Discrimination in AI Usage: Identifying and Mitigating Risks for Marginalized Groups in Healthcare Settings

Artificial intelligence (AI) programs in healthcare use algorithms trained on large sets of data. These programs help with tasks like looking at scans, predicting disease risk, and managing patient communications. But if the data used is incomplete or biased, AI results can be unfair. This can hurt groups like racial and ethnic minorities, people with disabilities, older adults, and others protected by law.

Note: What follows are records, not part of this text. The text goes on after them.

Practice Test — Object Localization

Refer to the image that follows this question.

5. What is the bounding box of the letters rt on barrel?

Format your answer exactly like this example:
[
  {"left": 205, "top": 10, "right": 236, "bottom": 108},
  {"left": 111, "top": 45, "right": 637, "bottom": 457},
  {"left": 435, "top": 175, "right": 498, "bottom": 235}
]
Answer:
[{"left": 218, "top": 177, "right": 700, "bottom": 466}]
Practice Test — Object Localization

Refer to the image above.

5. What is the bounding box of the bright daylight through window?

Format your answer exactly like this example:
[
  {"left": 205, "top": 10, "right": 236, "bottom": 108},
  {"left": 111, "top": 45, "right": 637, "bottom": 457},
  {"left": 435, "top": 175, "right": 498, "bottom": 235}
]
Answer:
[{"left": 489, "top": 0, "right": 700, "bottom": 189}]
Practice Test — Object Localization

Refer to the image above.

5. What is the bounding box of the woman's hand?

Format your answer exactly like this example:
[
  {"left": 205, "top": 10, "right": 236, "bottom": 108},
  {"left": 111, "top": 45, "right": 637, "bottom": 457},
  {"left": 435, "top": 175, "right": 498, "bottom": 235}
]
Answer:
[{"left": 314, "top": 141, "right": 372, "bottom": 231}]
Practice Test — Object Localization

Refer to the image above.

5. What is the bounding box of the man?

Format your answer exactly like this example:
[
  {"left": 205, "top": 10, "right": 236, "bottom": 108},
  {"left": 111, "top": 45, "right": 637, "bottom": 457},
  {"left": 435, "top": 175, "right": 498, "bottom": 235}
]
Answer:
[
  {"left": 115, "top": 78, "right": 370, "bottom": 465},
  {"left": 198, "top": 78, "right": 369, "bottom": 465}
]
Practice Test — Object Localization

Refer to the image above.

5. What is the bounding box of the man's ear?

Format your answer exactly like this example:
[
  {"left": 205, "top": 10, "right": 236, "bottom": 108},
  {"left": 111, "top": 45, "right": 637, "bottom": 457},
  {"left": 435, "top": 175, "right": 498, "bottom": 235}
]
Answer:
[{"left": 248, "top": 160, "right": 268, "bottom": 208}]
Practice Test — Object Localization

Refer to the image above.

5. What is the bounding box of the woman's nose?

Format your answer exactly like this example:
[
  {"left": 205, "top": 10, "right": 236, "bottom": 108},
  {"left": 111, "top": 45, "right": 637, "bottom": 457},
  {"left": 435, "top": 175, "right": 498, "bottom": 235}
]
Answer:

There are three main sources of AI discrimination:

  • Data Bias: Training data might have too many examples from some groups and not enough from others. Past healthcare inequalities can show up in the data and make things worse.
  • Algorithmic Bias: The design of the algorithms can include wrong assumptions that unfairly affect certain groups.
  • Interaction Bias: Users interacting with AI may cause feedback loops that increase errors or bias over time.

For example, a 2019 study found that an AI tool in the United States gave lower risk scores to Black patients than to white patients who had similar health problems. This led to fewer health services for Black patients even though their needs were the same or greater. This shows how AI can make existing problems worse.

Other studies support this. For instance, research in dermatology found that AI trained mostly on images of lighter skin often misdiagnosed skin conditions on darker skin. This increased risks for those patients.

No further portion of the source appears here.